Consider the following code snippet:

for(int index = 1;index < N;index*=2){
    int counter = 0;
    while(counter < N){
       counter++;
    }
}

Determine its best - and worst - case runtime in the Big Theta notation as a function of N. Options:

a) Best case: O(log(N)) - Worst case: O(N²)

b) Best case: O(N . log(N)) - Worst case: O(N . log(N))

c) Best case: O(N . log(N)) - Worst case: O(N²)

d) Best case: O(N) - Worst case: O(N)

I saw this question in a Java assessment and I really don't know the right answer. I answered the option D, but I don't know if it is right. Could you help me with that?

Answer 1

The inner loop runs N times, so each cycle of the outer loop is O(N). The outer loop has its index increasing exponentially, then we can say it needs log(N) cycles.
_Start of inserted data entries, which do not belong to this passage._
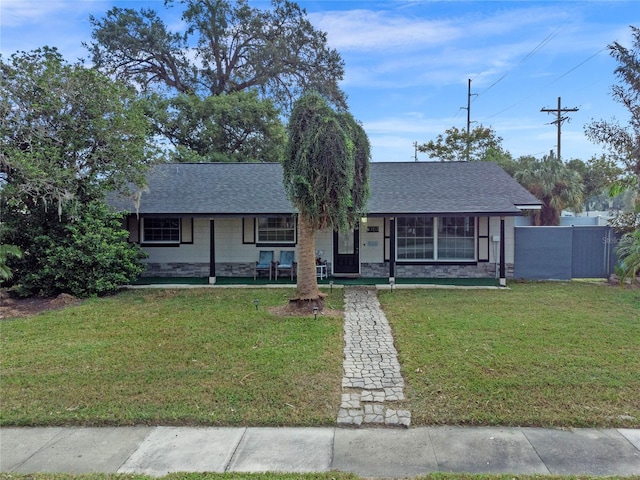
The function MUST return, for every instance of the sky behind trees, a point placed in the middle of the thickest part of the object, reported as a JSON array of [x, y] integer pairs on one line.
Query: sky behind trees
[[407, 63]]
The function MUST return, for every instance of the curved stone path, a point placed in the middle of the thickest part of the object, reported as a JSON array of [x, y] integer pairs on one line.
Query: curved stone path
[[372, 378]]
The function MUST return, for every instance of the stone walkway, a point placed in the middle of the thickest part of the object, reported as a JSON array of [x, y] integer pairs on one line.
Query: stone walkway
[[372, 378]]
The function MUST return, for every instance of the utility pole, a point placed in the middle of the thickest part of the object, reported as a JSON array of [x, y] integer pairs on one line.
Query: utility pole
[[560, 118], [468, 109]]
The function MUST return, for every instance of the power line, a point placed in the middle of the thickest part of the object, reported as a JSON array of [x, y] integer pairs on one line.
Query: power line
[[561, 118], [546, 85]]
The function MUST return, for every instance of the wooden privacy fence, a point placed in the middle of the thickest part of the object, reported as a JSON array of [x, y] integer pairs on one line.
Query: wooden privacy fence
[[563, 253]]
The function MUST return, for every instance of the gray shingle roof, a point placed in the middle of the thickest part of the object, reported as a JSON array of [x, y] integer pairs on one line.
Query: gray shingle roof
[[445, 188], [396, 188]]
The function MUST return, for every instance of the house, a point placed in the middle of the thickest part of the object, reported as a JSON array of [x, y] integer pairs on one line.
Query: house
[[423, 219]]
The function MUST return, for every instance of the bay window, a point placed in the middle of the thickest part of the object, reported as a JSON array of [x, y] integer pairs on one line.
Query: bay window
[[424, 238]]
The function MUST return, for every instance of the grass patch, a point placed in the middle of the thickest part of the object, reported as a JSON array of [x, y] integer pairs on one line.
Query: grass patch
[[538, 354], [172, 357], [289, 476]]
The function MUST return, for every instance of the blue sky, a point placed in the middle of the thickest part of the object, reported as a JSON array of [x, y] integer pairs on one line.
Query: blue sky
[[407, 62]]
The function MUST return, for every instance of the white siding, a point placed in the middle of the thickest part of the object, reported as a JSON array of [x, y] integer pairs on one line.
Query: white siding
[[509, 233], [197, 252]]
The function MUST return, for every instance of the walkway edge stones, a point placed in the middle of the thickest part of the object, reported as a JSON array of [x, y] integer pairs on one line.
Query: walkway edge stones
[[372, 376]]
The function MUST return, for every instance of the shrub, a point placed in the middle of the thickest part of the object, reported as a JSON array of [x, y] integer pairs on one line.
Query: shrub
[[87, 256]]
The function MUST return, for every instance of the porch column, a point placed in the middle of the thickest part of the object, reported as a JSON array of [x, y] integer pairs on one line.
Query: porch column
[[212, 253], [503, 277]]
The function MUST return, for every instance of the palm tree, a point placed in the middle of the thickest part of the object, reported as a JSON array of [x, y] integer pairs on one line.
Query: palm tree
[[628, 251], [555, 185], [326, 176]]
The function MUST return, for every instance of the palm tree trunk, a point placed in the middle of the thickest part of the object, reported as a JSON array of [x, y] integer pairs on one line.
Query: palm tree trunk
[[307, 294]]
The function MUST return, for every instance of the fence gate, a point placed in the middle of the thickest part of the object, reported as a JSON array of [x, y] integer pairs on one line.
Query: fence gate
[[563, 253]]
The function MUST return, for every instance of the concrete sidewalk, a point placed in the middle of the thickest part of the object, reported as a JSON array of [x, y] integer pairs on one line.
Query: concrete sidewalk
[[369, 452]]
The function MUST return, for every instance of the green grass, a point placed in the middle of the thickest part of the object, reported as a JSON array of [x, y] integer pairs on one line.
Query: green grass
[[537, 354], [174, 357], [543, 354], [290, 476]]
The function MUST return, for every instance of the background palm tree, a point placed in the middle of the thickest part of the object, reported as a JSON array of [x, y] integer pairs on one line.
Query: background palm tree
[[628, 251], [553, 183]]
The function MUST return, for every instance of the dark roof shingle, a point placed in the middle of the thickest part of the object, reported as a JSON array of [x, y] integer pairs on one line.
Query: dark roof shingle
[[396, 188]]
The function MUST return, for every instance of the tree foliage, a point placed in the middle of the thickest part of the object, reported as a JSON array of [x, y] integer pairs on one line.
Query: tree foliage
[[6, 252], [69, 135], [598, 174], [326, 176], [628, 250], [557, 186], [624, 141], [481, 144], [235, 127], [84, 256], [227, 77]]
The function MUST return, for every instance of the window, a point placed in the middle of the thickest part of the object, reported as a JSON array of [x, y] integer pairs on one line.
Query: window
[[456, 238], [276, 230], [415, 238], [435, 238], [161, 230]]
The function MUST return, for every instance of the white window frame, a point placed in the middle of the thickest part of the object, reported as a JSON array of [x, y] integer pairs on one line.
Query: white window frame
[[289, 226], [437, 237], [168, 241]]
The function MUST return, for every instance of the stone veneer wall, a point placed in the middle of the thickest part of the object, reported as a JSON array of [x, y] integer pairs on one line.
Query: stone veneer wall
[[175, 269], [481, 270], [369, 270]]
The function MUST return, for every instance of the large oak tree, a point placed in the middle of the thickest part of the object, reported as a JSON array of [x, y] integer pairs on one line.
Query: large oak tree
[[227, 49], [69, 134]]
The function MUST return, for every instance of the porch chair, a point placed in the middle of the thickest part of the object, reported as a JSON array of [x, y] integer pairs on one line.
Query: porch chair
[[264, 264], [287, 263]]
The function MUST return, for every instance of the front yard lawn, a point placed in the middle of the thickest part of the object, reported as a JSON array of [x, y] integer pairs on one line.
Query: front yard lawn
[[537, 354], [174, 357], [543, 354]]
Put them together and you'll have N log(N) in both cases as there isn't any "best" or "worse" condition, there's no way to exit that loop other than doing them all.

Answer 2

I believe the answer is N log N for both best and worst case

To start with, there is no short-circuiting. Which means best case must be the same as worst case

Second, The outer loop is going to run log(N) times, as index is doubled in every loop

Third, the inner loop accumulates from 0 to N - 1 stepping by one each time. So that's N operations

Thus N log N for both best and worst

Answer 3

This is O(NlogN) both best and worst case.

The inner loop repeats itself everytime it starts exactly the same number of times, which is N times.

The outer loop repeats itself logN times.

So, if you combine these, the total number of times counter is increased is:

T(n) = N + N + ... + N = N*logN

Which gives you total of O(NlogN) time.